Can the wakeword response be changed from a tone to a phrase?

MarkMLl

1 Like

The “wakeword response tone” is a audio-file located at mycroft-core/mycroft/res/snd/start_listening.wav

You can replace that file with your own recording of a phrase…

Thanks for that. So I could use a .wav of “Yes, Milady?” or whatever, but I can’t trigger text-to-speech output which would fit seamlessly with the rest of the dialogue.

Yes, the file should be wav-format, 16bit, stereo, 44100Hz sampling rate.

You could trigger TTS output by utterance “say yes milady” or from command-line mycroft-speak and record the output to a wav-file.

Being able to redirect that output to a file would be quite a useful debugging facility…

Mycroft temporarily saves tts ouput (at least when using Google-TTS) in folder /tmp/mycroft/cache/tts/.

Type say yes milady in the mycroft-cli-client and watch out for the latest file in the tmp folder, the .mp3-file with the latest file-stamp should be the one you are looking for (the last entry of /var/log/mycroft/audio.log should give you the file-name as well). Convert that file to .wav and you are set…

1 Like

Thanks, I’ll check and report back. I’d expect Socks to be able to handle the conversion.
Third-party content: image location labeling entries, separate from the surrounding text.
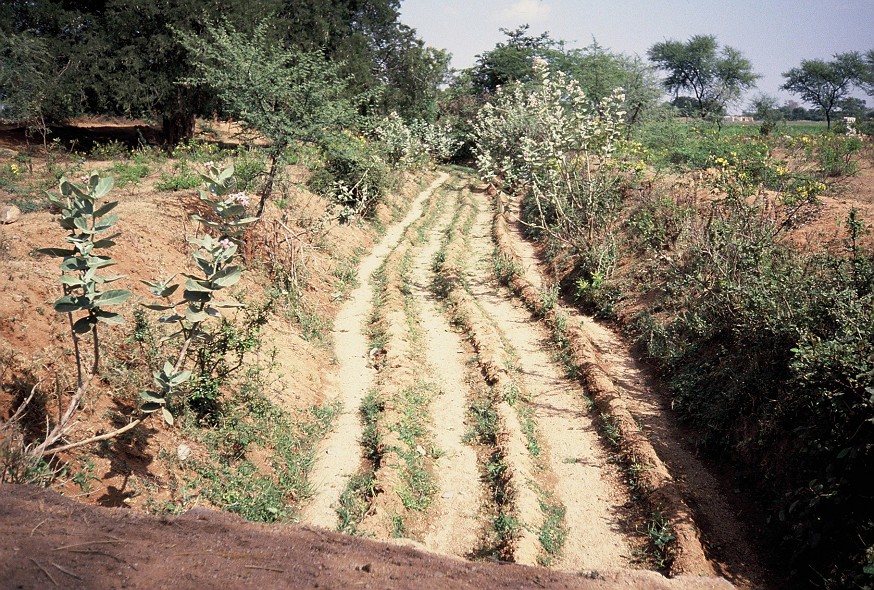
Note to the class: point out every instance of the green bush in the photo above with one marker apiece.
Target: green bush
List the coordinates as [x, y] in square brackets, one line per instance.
[770, 356]
[353, 173]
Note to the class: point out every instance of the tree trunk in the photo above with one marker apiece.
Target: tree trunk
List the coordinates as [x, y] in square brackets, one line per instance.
[177, 127]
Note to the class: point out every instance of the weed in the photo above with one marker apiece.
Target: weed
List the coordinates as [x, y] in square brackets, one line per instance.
[553, 532]
[661, 538]
[126, 173]
[355, 501]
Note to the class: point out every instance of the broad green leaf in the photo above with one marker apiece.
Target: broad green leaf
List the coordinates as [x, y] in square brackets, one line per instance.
[108, 278]
[149, 407]
[71, 303]
[105, 223]
[108, 317]
[113, 297]
[195, 285]
[226, 304]
[226, 174]
[104, 186]
[194, 315]
[244, 221]
[61, 252]
[226, 277]
[205, 222]
[151, 396]
[81, 224]
[173, 335]
[71, 280]
[82, 325]
[180, 378]
[156, 306]
[205, 266]
[196, 296]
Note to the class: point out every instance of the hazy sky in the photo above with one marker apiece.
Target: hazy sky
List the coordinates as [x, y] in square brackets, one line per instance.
[774, 35]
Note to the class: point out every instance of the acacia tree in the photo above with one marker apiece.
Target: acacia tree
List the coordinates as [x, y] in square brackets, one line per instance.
[716, 78]
[287, 95]
[823, 83]
[513, 59]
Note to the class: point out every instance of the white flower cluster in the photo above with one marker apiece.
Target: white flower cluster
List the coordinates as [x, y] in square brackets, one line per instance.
[416, 143]
[240, 198]
[549, 141]
[527, 135]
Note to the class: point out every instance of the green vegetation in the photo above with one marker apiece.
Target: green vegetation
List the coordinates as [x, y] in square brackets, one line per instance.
[715, 77]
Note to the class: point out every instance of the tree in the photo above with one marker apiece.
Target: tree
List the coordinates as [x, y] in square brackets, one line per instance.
[27, 82]
[124, 57]
[287, 95]
[513, 60]
[866, 80]
[823, 83]
[715, 78]
[600, 71]
[765, 110]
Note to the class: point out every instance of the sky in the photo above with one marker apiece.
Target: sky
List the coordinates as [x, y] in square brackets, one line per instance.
[775, 35]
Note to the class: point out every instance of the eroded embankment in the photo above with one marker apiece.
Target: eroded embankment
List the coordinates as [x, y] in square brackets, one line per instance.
[677, 485]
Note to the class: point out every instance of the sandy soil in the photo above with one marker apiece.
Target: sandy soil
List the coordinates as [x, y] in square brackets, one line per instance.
[584, 481]
[339, 455]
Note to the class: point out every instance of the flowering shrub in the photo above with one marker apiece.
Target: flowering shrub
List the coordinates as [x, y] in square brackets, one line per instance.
[415, 144]
[551, 144]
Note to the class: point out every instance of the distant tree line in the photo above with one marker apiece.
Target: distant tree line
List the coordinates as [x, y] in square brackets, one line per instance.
[63, 58]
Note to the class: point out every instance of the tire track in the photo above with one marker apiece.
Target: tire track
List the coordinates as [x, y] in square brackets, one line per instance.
[339, 455]
[585, 483]
[456, 523]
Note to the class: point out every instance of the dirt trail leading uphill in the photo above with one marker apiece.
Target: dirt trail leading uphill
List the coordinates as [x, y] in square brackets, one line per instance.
[456, 524]
[339, 455]
[728, 541]
[543, 487]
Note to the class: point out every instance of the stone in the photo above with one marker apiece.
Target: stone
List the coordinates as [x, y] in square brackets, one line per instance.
[9, 214]
[183, 452]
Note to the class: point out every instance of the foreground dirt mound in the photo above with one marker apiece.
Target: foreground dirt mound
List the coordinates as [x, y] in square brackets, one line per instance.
[49, 541]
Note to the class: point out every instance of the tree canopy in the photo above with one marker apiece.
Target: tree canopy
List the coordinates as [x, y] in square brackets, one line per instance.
[716, 78]
[825, 83]
[125, 57]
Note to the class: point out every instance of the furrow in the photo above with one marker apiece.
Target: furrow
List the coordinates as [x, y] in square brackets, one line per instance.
[339, 456]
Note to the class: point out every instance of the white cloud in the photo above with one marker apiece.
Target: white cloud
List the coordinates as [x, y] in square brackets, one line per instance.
[527, 11]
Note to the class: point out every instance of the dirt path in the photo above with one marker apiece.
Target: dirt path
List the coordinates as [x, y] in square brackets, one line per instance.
[339, 455]
[456, 514]
[585, 484]
[548, 490]
[729, 543]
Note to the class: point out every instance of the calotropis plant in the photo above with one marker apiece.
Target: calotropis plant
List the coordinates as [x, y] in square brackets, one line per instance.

That works, and with the default (Mimic) TTS it’s already a .wav file. The one thing I’d caution is that the cached files don’t get their timestamps touched, so if it’s the second time in a session you’ve asked it to say something it might not be the most recent file.

One additional thing I’d throw in is that a slightly longer file (similar to the “yes milady” I used as an example) might possibly be messing something up related to echo suppression: asking e.g. “where are you” intermittently applies lots of “reverb” to the answer… I’ve not yet checked whether this is fixed by a restart.

That’s interesting to hear about the ‘reverb’, let us know if it continues…

It happened several times but a restart apparently fixed it. I’ll advise if it happens again.

1 Like

OK, this is great fun. Wakeword acknowledgement is set to “Yes your excellency” (nod to one of the Niven/Pournelle books).

This is the result of asking it “what’s 22 divided by 7” asked a couple of times:

yes you like scentsy what’s 22 / 7

22/7 (irreducible)
yes your excellency what’s 22 / 7
22/7 (irreducible)

Several times I’ve got “nc” at the start of a command, suggesting that the timing of the start of command capture is a little erratic.

As in it’s sometimes catching the end of the “excellency” as the start of your utterance?

The precise timing of when to start capturing an utterance is a bit of an art form. You don’t want a big gap between the acknowledgement and when capture starts, but also even if the acknowledgement is just a noise like the default, it can throw out the automated mic leveling given that sound is being output from quite close to the microphone.

I suppose that this folds into what somebody was saying about echo cancellation since commercial devices are often playing music at the same time as they’re expected to listen for a wakeword.